En el feísmo indumentario vigente no hay más que rencor y aversión al prójimo

Nada tiene que ver el feísmo indumentario con la pobreza; y quienes pretenden lo contrario lo hacen porque desean explotar el filón del victimismo. El feísmo indumentario que nos invade es una expresión evidente de la degeneración de las costumbres, de la pérdida del sentido del decoro; es algo así como la apertura del toril para los instintos más bajos. En cada crepúsculo de la Historia se ha tratado de disfrazar esta apertura del toril con coartadas más o menos respetables o superferolíticas; pero detrás de todas ellas encontramos siempre el propósito de otorgar carta de naturaleza y marchamo de respetabilidad a la ebullición turbia de los instintos más bajos. Julio Camba contaba el caso de un majadero llamado Rokeby, que realizó una estadística sobre el tiempo que pierden los hombres en hacerse el nudo de la corbata, llegando a la conclusión de que en España se perdían de este modo veinticinco mil jornadas de ocho horas al año. Entonces se recurría a 'criterios de productividad' para desaconsejar la corbata, como hoy se recurre al cambio climático y el ahorro energético para justificar ir por la calle enseñando los michelines o los mofletes del culo. Pero, como bien sabían nuestros abuelos (y siguen sabiendo los beduinos del desierto), la mejor manera de protegernos, tanto del calor como del frío, es cubrirnos con ropa y no despechugarnos (pues, cuanto más nos despechugamos, más aumenta la impresión térmica).

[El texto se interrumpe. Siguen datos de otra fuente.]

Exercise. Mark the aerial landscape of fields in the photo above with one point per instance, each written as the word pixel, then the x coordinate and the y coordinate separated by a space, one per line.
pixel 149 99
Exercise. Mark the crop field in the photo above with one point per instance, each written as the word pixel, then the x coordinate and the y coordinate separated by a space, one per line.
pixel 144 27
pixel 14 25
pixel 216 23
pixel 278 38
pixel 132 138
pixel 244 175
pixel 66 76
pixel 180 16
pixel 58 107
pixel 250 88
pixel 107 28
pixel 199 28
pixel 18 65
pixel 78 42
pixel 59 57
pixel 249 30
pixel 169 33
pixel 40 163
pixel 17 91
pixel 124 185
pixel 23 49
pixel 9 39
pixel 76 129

Aunque, sin duda, el recurso más socorrido para justificar el feísmo indumentario consiste en afirmar que determinadas prendas (entre las que siempre se lleva la palma la socorrida corbata) definen las clases sociales. Nada más alejado de la verdad. La corbata, concretamente, fue una prenda concebida para nivelar a las distintas clases sociales; una prenda que, aun estando confeccionada con un género de baja calidad, otorga prestancia y compostura a quien la lleva. Así, mediante este signo igualitario, resultaba difícil distinguir al obrero del oficinista, al oficinista del abogado, al abogado del marqués, etcétera. La corbata era un signo de uniformidad al que luego cada uno, mediante su distinción personal, podía conferir mayor elegancia, que sin embargo no se correspondía con su precio de venta al público, sino con el modo de ser y estar de la persona que la llevaba anudada al cuello (que no se aprende ni compra).

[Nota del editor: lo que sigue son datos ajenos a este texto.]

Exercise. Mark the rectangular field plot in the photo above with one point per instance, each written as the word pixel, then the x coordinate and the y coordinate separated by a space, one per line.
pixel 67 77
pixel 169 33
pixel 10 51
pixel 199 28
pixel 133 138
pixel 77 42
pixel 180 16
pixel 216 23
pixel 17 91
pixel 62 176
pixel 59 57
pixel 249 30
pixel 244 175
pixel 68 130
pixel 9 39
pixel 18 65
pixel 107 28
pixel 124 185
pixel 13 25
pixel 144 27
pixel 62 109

A la postre, la corbata –como en general todos los signos del decoro indumentario– es expresión del respeto que nos merecen las personas que nos rodean, que no tienen por qué sufrir el espectáculo grimoso de vernos despechugados o enseñando pelambre. En la inclinación hacia lo chabacano propia del feísmo indumentario vigente no hay más que rencor y aversión al prójimo, el mismo rencor y la misma aversión que hallamos en quien arroja basura al suelo o no cede el paso a quien camina por la acera de la derecha. Es un signo de insano orgullo, de desprecio por la convivencia social; un signo antipolítico, en suma, propio de bestias que vuelven a acudir, solícitas y rugientes, a la llamada de la selva.